NVIDIA is looking for a Senior AI Performance and Efficiency Engineer to play a pivotal role in advancing AI and ML research on GPU clusters. You will enhance efficiency for researchers by implementing progressions throughout the entire stack, collaborating closely with customers to identify and resolve infrastructure and application deficiencies.
What You'll Do
- Collaborate closely with AI/ML researchers to make their ML models more efficient, leading to significant productivity improvements and cost savings.
- Build tools, frameworks, and apply ML techniques to detect & analyze efficiency bottlenecks and deliver productivity improvements for researchers.
- Work with researchers on a variety of innovative ML workloads across Robotics, Autonomous vehicles, LLM’s, Videos and more.
- Collaborate across engineering organizations to deliver efficiency in usage of hardware, software, and infrastructure.
- Proactively monitor fleet-wide utilization patterns, analyze existing inefficiency patterns, or discover new patterns, and deliver scalable solutions to solve them.
- Keep up to date with the most recent developments in AI/ML technologies, frameworks, and successful strategies, and advocate for their integration within the organization.
What We're Looking For
- BS or similar background in Computer Science or related area (or equivalent experience).
- Minimum 8+ years of experience designing and operating large scale compute infrastructure.
- Strong understanding of modern ML techniques and tools.
- Experience investigating, and resolving, training & inference performance end to end.
- Debugging and optimization experience with NSight Systems and NSight Compute.
- Experience with debugging large-scale distributed training using NCCL.
- Proficiency in programming & scripting languages such as Python, Go, Bash.
- Familiarity with cloud computing platforms (e.g., AWS, GCP, Azure).
- Experience with parallel computing frameworks and paradigms.
- Dedication to ongoing learning and staying updated on new technologies and innovative methods in the AI/ML infrastructure sector.
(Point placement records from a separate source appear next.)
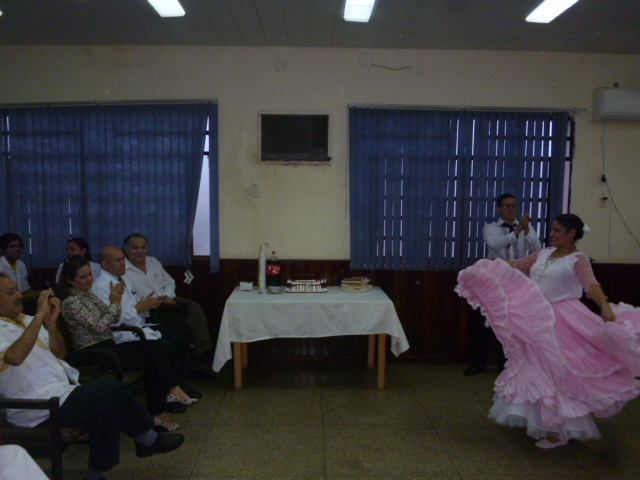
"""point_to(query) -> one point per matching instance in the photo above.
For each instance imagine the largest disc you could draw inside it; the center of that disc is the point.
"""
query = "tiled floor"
(330, 422)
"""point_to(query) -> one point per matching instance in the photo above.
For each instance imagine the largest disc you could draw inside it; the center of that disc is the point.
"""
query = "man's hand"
(54, 311)
(116, 292)
(43, 303)
(523, 225)
(148, 303)
(166, 300)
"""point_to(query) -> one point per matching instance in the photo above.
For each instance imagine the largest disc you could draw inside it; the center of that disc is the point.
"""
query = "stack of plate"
(356, 284)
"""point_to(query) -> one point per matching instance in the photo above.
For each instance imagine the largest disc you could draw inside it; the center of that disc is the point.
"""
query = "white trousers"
(16, 464)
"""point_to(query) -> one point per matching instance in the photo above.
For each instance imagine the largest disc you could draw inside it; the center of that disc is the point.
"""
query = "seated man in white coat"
(147, 276)
(31, 366)
(135, 312)
(16, 463)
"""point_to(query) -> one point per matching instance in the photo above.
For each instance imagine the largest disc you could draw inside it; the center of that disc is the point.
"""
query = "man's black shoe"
(473, 370)
(191, 392)
(176, 407)
(165, 442)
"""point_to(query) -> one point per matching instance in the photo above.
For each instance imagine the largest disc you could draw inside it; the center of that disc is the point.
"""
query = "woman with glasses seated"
(79, 247)
(89, 321)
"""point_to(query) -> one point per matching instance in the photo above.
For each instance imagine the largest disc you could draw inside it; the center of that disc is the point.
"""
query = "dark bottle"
(273, 271)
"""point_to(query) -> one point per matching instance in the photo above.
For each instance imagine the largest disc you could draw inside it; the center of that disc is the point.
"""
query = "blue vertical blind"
(102, 172)
(423, 183)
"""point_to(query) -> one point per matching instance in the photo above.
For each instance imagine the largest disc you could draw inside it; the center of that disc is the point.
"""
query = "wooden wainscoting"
(439, 325)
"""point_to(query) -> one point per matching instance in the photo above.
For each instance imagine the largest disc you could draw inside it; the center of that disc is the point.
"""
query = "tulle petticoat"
(564, 364)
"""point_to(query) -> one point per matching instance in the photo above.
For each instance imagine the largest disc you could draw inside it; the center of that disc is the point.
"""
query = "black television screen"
(294, 138)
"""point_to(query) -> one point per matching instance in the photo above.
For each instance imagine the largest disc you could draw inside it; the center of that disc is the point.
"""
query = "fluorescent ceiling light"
(548, 10)
(167, 8)
(358, 10)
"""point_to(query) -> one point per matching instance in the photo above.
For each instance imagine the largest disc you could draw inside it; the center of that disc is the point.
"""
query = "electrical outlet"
(604, 201)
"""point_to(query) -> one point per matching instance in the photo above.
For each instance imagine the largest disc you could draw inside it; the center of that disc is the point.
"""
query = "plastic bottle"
(273, 271)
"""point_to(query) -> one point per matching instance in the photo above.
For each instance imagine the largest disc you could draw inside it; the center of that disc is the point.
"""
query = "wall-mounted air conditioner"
(616, 104)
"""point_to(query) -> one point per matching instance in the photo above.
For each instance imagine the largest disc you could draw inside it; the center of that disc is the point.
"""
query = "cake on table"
(306, 286)
(356, 284)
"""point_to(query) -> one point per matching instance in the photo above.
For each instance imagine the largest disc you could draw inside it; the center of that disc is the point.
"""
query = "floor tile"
(378, 450)
(346, 407)
(275, 407)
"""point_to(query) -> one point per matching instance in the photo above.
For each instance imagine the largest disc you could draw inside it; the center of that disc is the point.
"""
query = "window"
(294, 138)
(102, 172)
(423, 183)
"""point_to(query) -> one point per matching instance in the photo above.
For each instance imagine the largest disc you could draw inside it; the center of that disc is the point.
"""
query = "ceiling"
(590, 26)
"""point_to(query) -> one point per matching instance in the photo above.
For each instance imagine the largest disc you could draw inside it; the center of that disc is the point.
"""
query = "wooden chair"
(50, 440)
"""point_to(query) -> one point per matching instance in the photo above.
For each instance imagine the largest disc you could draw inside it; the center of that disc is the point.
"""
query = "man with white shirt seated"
(135, 312)
(31, 366)
(146, 275)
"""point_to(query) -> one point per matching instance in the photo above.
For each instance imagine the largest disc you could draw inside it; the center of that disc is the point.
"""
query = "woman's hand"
(607, 314)
(148, 303)
(116, 292)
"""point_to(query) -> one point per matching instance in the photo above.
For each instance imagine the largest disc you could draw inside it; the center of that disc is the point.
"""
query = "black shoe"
(190, 391)
(176, 407)
(201, 375)
(473, 370)
(165, 442)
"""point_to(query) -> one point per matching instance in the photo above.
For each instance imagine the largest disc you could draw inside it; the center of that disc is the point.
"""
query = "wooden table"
(251, 316)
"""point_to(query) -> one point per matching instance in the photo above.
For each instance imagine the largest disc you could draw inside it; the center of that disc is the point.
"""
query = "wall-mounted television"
(294, 138)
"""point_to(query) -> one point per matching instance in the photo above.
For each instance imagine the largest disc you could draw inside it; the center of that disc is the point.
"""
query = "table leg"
(245, 357)
(382, 351)
(237, 365)
(372, 351)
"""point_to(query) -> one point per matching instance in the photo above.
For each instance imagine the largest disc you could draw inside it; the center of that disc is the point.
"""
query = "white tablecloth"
(250, 316)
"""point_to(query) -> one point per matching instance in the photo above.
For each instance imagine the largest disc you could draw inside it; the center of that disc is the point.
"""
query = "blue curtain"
(424, 182)
(40, 180)
(103, 172)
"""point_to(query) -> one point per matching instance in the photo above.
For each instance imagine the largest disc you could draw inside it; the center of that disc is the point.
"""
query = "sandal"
(546, 443)
(160, 426)
(184, 401)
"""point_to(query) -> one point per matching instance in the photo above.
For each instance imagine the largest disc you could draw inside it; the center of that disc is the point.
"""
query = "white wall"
(303, 210)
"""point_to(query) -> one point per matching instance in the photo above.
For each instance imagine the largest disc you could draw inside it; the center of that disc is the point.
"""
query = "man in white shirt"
(112, 271)
(507, 238)
(135, 312)
(147, 276)
(31, 366)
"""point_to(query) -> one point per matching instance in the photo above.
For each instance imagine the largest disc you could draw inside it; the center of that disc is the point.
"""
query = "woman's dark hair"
(82, 243)
(7, 238)
(132, 236)
(504, 196)
(69, 271)
(572, 222)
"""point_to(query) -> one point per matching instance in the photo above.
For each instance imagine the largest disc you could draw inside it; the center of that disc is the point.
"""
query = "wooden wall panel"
(439, 325)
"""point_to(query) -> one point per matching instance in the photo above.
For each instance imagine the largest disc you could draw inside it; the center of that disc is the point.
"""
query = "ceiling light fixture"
(548, 10)
(358, 10)
(167, 8)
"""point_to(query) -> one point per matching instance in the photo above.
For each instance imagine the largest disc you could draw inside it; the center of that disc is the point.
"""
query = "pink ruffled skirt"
(564, 363)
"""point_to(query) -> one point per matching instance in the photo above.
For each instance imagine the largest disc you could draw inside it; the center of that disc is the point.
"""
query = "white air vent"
(616, 104)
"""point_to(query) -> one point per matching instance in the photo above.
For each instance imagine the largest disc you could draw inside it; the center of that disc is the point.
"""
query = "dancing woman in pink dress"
(565, 364)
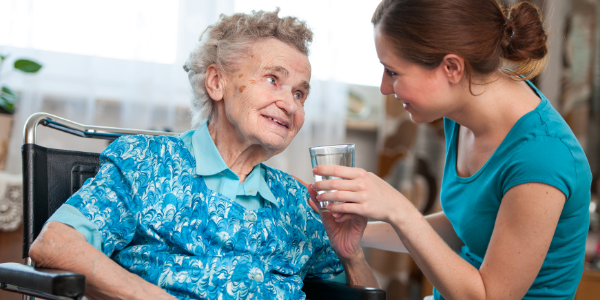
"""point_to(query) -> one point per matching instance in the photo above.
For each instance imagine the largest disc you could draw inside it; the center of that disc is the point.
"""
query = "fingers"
(340, 171)
(300, 180)
(312, 204)
(345, 217)
(341, 196)
(313, 194)
(338, 185)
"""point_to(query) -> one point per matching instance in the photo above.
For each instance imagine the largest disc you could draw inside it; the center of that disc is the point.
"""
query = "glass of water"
(341, 155)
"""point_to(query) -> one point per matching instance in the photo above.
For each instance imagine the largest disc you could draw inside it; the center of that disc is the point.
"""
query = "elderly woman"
(199, 215)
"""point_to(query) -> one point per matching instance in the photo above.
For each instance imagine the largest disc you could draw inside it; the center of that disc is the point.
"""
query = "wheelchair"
(51, 176)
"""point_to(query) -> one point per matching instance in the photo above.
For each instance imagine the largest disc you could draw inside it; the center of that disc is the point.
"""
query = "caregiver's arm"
(523, 231)
(381, 235)
(59, 246)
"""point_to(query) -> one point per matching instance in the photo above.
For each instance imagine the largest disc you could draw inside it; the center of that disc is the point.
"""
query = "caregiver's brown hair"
(479, 31)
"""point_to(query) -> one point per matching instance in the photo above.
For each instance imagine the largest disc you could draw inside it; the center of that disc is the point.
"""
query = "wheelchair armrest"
(316, 289)
(46, 281)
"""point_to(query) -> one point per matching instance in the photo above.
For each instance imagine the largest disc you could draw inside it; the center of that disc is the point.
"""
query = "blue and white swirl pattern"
(160, 221)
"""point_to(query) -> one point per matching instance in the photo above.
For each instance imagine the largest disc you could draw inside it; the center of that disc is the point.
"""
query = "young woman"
(516, 186)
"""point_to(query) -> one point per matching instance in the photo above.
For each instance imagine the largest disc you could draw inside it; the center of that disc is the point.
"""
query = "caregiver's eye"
(390, 73)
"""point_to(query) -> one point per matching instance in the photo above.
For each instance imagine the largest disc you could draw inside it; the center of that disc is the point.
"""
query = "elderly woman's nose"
(287, 103)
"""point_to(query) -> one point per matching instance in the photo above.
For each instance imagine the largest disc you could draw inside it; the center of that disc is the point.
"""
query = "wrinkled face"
(264, 99)
(422, 91)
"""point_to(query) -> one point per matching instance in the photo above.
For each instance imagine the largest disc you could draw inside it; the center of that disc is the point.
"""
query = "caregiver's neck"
(238, 152)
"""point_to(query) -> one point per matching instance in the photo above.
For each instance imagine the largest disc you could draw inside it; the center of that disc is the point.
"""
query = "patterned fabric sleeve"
(324, 263)
(109, 200)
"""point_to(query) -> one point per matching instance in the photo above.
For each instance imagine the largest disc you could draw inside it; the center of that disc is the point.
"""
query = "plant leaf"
(7, 105)
(27, 66)
(6, 90)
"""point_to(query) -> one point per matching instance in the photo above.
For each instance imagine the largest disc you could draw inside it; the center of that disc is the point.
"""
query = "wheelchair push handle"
(81, 130)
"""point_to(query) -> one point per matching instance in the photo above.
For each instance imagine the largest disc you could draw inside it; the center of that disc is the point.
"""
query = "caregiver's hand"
(364, 193)
(344, 236)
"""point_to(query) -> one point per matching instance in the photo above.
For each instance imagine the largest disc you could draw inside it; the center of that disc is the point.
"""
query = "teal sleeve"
(543, 159)
(69, 215)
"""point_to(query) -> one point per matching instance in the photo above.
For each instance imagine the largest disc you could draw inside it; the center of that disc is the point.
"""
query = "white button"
(257, 277)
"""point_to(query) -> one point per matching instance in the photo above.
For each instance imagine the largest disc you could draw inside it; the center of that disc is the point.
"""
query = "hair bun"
(524, 38)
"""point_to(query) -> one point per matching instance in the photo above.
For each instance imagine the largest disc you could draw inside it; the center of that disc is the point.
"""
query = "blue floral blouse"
(158, 220)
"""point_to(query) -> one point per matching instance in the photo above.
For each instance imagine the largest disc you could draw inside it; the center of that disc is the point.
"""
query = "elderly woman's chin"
(275, 141)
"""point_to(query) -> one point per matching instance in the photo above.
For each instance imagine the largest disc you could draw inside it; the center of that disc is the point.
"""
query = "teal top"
(210, 165)
(539, 148)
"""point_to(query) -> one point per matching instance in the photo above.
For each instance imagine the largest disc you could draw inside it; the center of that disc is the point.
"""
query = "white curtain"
(100, 68)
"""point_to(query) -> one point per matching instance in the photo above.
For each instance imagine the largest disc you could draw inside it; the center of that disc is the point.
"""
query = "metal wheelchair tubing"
(81, 130)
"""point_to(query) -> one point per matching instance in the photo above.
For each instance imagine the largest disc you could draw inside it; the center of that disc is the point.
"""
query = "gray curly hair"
(223, 42)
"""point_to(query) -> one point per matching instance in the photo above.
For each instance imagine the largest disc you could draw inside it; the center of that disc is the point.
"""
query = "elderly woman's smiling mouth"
(279, 121)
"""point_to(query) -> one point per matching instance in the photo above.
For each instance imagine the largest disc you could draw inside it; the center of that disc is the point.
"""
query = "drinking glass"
(341, 155)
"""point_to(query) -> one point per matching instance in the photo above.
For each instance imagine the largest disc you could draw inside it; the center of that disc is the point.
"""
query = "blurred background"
(119, 63)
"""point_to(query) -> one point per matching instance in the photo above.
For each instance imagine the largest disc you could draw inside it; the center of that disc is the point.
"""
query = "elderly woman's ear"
(215, 82)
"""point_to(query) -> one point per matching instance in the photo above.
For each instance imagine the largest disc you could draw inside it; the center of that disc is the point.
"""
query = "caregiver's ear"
(453, 67)
(214, 82)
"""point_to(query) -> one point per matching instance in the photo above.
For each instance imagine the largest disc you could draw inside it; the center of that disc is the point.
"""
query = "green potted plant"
(8, 97)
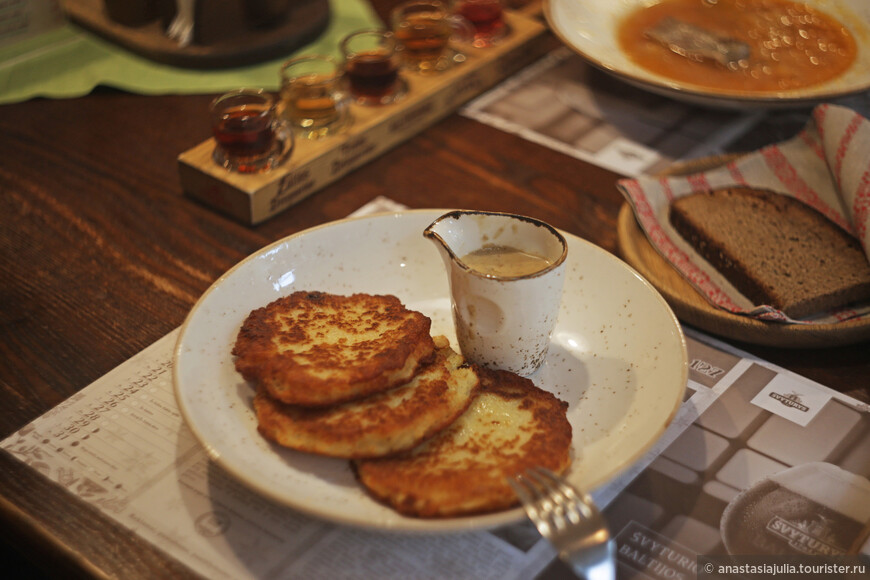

- Excellent communication and collaboration skills, with the ability to work effectively with teams and individuals of different backgrounds.
Nice to Have
- Background with NVIDIA GPUs, CUDA Programming, NCCL and MLPerf benchmarking.
- Experience with Machine Learning and Deep Learning concepts, algorithms and models.
- Familiarity with InfiniBand with IBOP and RDMA.
- Understanding of fast, distributed storage systems like Lustre and GPFS for AI/HPC workloads.
- Familiarity with deep learning frameworks like PyTorch and TensorFlow.
Technical Stack
- Languages: Python, Go, Bash
- Cloud: AWS, GCP, Azure
- NVIDIA Tools: NSight Systems, NSight Compute, NCCL, CUDA
- Frameworks: PyTorch, TensorFlow
- Infrastructure: InfiniBand, RDMA, Lustre, GPFS
Benefits & Compensation
- Competitive salaries
- Comprehensive benefits package
- Equity
- Compensation: 184,000 USD - 287,500 USD for Level 4, and 224,000 USD - 356,500 USD for Level 5 + equity.
NVIDIA is committed to fostering a diverse work environment and proud to be an equal opportunity employer. As we highly value diversity in our current and future employees, we do not discriminate (including in our hiring and promotion practices) on the basis of race, religion, color, national origin, gender, gender expression, sexual orientation, age, marital status, veteran status, disability status or any other characteristic protected by law.